人型にかたどった白線が地面に描かれている。

屋敷の中は焼けていて、その大量の焼け焦げた人形に絶句する。

だが、それ以上に驚いたのが……

「おっ大きいですね…」

「あぁ」

部屋の壁際にびっしりと飾られていた人形はすべて心音たちと同じくらいの大きさ……生身の人間と同じ大きさだった。

「……なんか不気味だな」

「とっとにかく!隈なく現場を調べましょう!」

「そっそうだね」

二人はキョロキョロと現場を見まわし、黒い焦げの残ったちょうちんのような灯りが床に倒れているのが目についた。

「センパイ、ちょうちんがありますよ」

「違うよ。これ、ちょうちんの形した電気スタンドだ。どうやら燃え残ったみたいだね」

「でも、微かに欠けてますね」

「倒れたときに割れたんだろうよ」

証拠品【ちょうちんのかたちをした電気スタンド】

ずいぶんと重そうだ。

ふと心音が電気スタンドの下から黒い物が見え、少しずらす。

「ひゃあああ!」

「希月さん!?」

心音の悲鳴にオドロキが顔を引き締める。

出てきたものを指さしながら、心音が怯えている。

「センパイ!髪が!」

「……これは」

落ちている物をオドロキは見た。

黒く長い毛の塊が落ちている。

「……カツラ?」

「あああああ!びっびっくりしたぁああ!てっきり人の生首が落ちてるのかと思いました!」

胸を押さえながら、心音は発見した長髪のカツラを見る。

「人形の部品か?」

「でも、ここにあった人形ってほとんど燃え尽きたんですよね?」

「もしかしたら、下敷きになってたから、完全に燃えなかったんじゃないかな

ほらっ髪の他にも赤い着物の燃え残っているみたいだ」

証拠品【燃え残ったカツラと着物】

人形の一部?かもしれない。

次に壁の方へ視線を移すと、人形の下敷きになっている人形を心音が発見した。

「せっ先輩!見てくださいこのお人形!」

「えっ?」

ところどころ焼けていたが、なんとか原型をとどめていた。

後輩が引きずり出した人形を見て、既視感を覚える。

その人形は切り揃えたおかっぱの長髪に、鮮やかな薄紅の牡丹が描かれた真っ赤な着物を身に着けていた。
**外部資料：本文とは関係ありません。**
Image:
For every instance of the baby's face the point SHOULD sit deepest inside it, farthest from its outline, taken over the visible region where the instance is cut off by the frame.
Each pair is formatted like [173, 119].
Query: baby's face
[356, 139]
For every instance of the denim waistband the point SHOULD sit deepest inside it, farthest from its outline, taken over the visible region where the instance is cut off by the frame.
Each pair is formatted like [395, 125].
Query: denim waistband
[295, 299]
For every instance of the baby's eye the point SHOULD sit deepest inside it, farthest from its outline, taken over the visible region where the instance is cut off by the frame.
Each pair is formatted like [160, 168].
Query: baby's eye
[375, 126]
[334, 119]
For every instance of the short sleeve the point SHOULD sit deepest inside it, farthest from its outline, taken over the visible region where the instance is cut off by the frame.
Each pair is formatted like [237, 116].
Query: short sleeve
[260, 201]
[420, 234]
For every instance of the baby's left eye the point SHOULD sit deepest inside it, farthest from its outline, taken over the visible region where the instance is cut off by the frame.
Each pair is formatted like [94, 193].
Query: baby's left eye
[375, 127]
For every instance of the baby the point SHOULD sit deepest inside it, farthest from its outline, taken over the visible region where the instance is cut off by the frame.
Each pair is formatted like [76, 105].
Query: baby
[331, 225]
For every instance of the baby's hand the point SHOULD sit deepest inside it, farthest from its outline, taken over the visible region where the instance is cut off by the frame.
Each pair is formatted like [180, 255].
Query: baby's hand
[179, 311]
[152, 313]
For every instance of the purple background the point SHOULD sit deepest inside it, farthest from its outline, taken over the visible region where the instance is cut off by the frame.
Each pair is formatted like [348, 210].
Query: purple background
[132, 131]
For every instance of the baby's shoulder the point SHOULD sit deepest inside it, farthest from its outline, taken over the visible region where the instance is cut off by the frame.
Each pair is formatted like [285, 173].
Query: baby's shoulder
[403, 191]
火の中にあったにしては、焼けている部分は少なく床へとうつぶせに倒れていたようだ。

「八百谷さんとそっくりですよ」

「もしかしてこれが唐井さんの言ってた七姫じゃないか?」

「ここに七姫があるってことは、あの晩やっぱり鬼風は来なかったみたいですね」

「火事が起きたから、さすがに盗めなかったんだろうな」

「他にもなにかあるかもしれません!はりきって探しましょう!」

だが、心音の予想は外れ、現場からはそれ以外はなにも発見できなかった。

「どうやら警察が調べつくした後だったみたいだな」

「もう少し情報が欲しいですね」

「とりあえず、南部屋はここまでにしようか。念のため他の部屋も調べてみよう」

「それなら次は北部屋ですね」

大野に貰った人形屋敷の地図を見たあと、二人は北部屋へ向かう。